Hi i am a student of std 12th..we have a debate in college and we have reached the finals with a lot of competition .The topic for the finals is "Sole purpose of education is livelihood"and we are against it.Can someone help me in giving me some advantages and some examples against this topic. please please.i require it very urgently.Thank you
Public Comments
- This is an interesting point that has often been debated. You could do some research on Spartans v/s Romans. The spartan's were superior at warfare because their education was in warfare to fulfil an immediate need. But the Roman socieity was more enduring because their education aimed at training the mind.
- You can live without education, some of our MLAs and MPs are good examples. Education is not for stomach but for the mind. In fact God does not want man to have knowledge, and that is why He instructed Adam not to eat the fruit of the tree of knowledge. Adam disobeyed God, ate the fruit sharing it with Eve, and lost his Innocence and Happiness. Eating made him Intelligent but at the same time, mortal. The educated survive, but the uneducated do not die of poverty.
- The purpose of education is to enable people to think for themselves. It is NOT to prepare them for the great job centre of life! If education was just about training for a job there would be a lot less innovation in the world. If people are given a well rounded education in all the basics and a knowledge of the classics and taught to think clearly and not be swayed by modern persuasive cultural conditioning, they will become more original in the way they think and look at the world and not so sucked in to popular brainwashing methods.The people who want to sell you things often use appeals to your inadequacies, as in using stereotypes (racist often) and your need to feel popular or belonging to an accepted group. (You will feel good if you have this type of car or that kind of after-shave or if you drink Pepsi or whatever.

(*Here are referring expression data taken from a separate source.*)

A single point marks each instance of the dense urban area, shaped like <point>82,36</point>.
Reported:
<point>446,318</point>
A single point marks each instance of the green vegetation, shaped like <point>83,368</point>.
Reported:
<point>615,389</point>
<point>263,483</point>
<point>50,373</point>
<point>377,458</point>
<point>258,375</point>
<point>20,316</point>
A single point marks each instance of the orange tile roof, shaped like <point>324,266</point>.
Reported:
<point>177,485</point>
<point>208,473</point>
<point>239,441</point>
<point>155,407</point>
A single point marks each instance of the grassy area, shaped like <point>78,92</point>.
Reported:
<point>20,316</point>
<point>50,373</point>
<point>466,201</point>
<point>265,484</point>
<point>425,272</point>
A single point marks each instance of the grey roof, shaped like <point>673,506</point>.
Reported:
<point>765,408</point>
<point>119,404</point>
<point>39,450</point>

It's very persuasive and starts so early in life that it is very difficult to resist if you are not educated to think for yourself and figure out what is going on) There are not enough people in the world who do this, Noam Chomsky is one of my favourites. There was a book published some years back called "Straight and Crooked Thinking" by Robert H. Thouless which was very good on this subject. Education is for teaching you how to think clearly and giving you lots of information about the world in order for you to make up your own mind. Anyone who does this can take up any branch of work and more easily learn to do it in an efficient and original manner. Good luck in your debate. (I am glad you are against the motion!)

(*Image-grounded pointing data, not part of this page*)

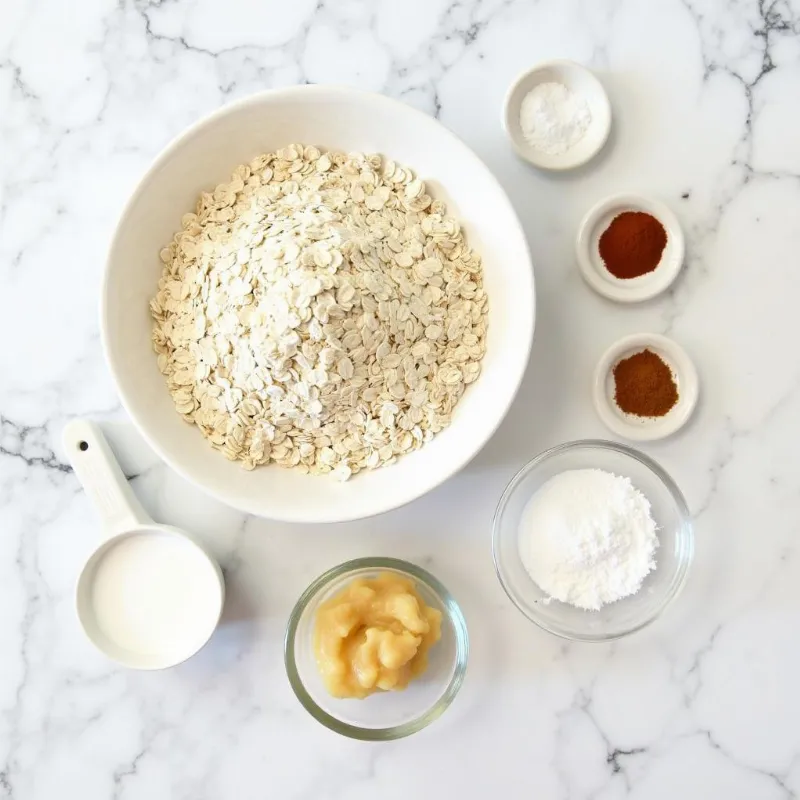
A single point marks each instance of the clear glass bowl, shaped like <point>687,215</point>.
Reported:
<point>673,556</point>
<point>384,715</point>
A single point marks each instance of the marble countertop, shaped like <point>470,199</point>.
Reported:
<point>706,702</point>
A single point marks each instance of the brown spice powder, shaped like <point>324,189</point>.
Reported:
<point>644,385</point>
<point>633,244</point>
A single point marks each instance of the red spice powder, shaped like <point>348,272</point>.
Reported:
<point>632,245</point>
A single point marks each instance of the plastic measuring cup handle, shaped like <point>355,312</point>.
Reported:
<point>102,479</point>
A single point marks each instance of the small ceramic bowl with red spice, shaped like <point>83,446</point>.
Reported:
<point>630,248</point>
<point>645,387</point>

- The important thing here is (as Survivor says) to distinguish between education and training. Learning how to fix a diesel engine is training. A literature course is education. One provides you with a job skill, the other cultivates your mind. It's not that there is no overlap between the two. There is. A course in economics can open the mind to how world economies function but also train one to function in the business world. An English course can help our reading skills as well as making us think. If you want evidence about how the human race has always valued education, look at the popularity of, say, Shakespeare's plays 400 years after his lifetime. Certainly there's not much utility in experiencing this work. It's food for the mind. Best wishes!